My understanding of the problem, as originally stated and then updated by comments under Macke's reply, includes the following: 1) both edge types (dependencies and conflicts) are directed; 2) if two nodes are connected by one edge, they must not be connected by another, even if it is of the other type or in reverse; 3) if a path between two nodes can be constructed by mixing edges of different types, then that is an error, rather than a circumstance that is ignored; 4) If there is a path between two nodes using edges of one type, then there may not be another path between them using edges of the other type; 5) cycles of either a single edge type or mixed edge types are not permitted (from a guess at the application, I am not sure that conflict-only cycles are an error, but this condition can be removed, if not.)
Furthermore, I will assume the data structure used does not prevent violations of these requirements being expressed (for example, a graph violating condition 2 could not be expressed in a map from node-pair to (type, direction) if the node-pair always has the least-numbered node first.) If certain errors cannot be expressed, it reduces the number of cases to be considered.
There are actually three graphs that can be considered here: the two of exclusively one edge type, and the mixed graph formed by the union of one of each of the two types. You can use this to systematically generate all graphs up to some number of nodes. First generate all possible graphs of N nodes having no more than one edge between any two ordered pairs of nodes (ordered pairs because these are directed graphs.) Now take all possible pairs of these graphs, one representing dependencies and the other representing conflicts, and form the union of each pair.
If your data structure cannot express violations of condition 2, you can significantly reduce the cases to be considered by only constructing all possible conflict graphs that fit within the spaces of the dependency graphs, or vice-versa. Otherwise, you can detect violations of condition 2 while forming the union.

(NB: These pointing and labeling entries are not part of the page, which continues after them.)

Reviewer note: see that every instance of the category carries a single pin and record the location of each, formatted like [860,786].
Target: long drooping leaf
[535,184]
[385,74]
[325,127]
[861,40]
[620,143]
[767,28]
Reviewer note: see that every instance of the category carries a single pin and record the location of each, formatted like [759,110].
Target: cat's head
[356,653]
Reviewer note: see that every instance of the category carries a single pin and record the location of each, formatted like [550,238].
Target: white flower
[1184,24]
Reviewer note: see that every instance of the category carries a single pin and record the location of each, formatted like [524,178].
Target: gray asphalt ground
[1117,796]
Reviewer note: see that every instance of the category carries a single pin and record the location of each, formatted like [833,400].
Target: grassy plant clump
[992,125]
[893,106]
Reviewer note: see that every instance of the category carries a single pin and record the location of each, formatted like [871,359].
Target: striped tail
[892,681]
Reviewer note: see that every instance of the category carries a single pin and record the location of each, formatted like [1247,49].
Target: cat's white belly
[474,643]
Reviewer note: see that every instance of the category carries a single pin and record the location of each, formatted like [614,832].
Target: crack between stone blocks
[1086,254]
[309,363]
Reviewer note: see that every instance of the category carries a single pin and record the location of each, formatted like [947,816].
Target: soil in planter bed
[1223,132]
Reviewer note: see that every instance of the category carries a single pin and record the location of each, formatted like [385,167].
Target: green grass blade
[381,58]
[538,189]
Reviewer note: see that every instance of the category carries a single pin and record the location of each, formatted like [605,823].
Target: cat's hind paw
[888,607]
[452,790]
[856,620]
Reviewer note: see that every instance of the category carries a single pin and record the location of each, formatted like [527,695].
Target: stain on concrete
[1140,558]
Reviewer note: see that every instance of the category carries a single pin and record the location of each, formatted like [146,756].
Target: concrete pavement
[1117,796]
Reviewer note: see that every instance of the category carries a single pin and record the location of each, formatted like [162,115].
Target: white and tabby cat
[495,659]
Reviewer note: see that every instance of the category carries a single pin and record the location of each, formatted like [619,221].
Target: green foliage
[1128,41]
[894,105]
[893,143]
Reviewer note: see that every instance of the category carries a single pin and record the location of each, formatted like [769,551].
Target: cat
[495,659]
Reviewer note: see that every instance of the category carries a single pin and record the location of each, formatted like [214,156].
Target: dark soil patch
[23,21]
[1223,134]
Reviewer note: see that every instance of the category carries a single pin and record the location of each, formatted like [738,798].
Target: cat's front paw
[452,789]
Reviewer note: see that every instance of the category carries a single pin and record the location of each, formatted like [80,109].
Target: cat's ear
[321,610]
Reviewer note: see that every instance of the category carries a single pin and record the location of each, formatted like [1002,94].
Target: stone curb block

On a breadth-first traversal of the combined graph from the first node, you can build the set of all paths to every reachable node, and as you do so, you can check for violations of all the conditions (for cycle detection, you could use Tarjan's algorithm.)
You only have to consider paths from the first node, even if the graph is disconnected, because paths from any other node will appear as paths from the first node in some other case.
If mixed-edge paths can simply be ignored, rather than being errors (condition 3), it is sufficient to consider the dependency and conflict graphs independently, and check that if a node is reachable in one, it is not in the other.
If you remember the paths found in examining graphs of N-1 nodes, you can use them as the starting point for generating and evaluating graphs of N nodes.
This does not generate multiple edges of the same type between nodes, but it could be extended to do so. This would greatly increase the number of cases however, so it would be better if the code being tested made this impossible to represent, or failing that, filtered out all such cases beforehand.
The key to writing an oracle like this is to keep it as simple as possible, even if that means being inefficient, so that you can establish trust in it (ideally through arguments for its correctness, backed up by testing.)
Once you have the means to generate test cases, and you trust the oracle you have created to accurately separate the good from the bad, you might use this to drive the automated testing of the target code. If that is not feasible, your next best option is to comb through the results for distinctive cases. The oracle can classify the errors it finds, and give you some information about the accepted cases, such as the number and length of paths of each type, and whether there are any nodes that are at the start of both types of path, and this could help you look for cases you have not seen before.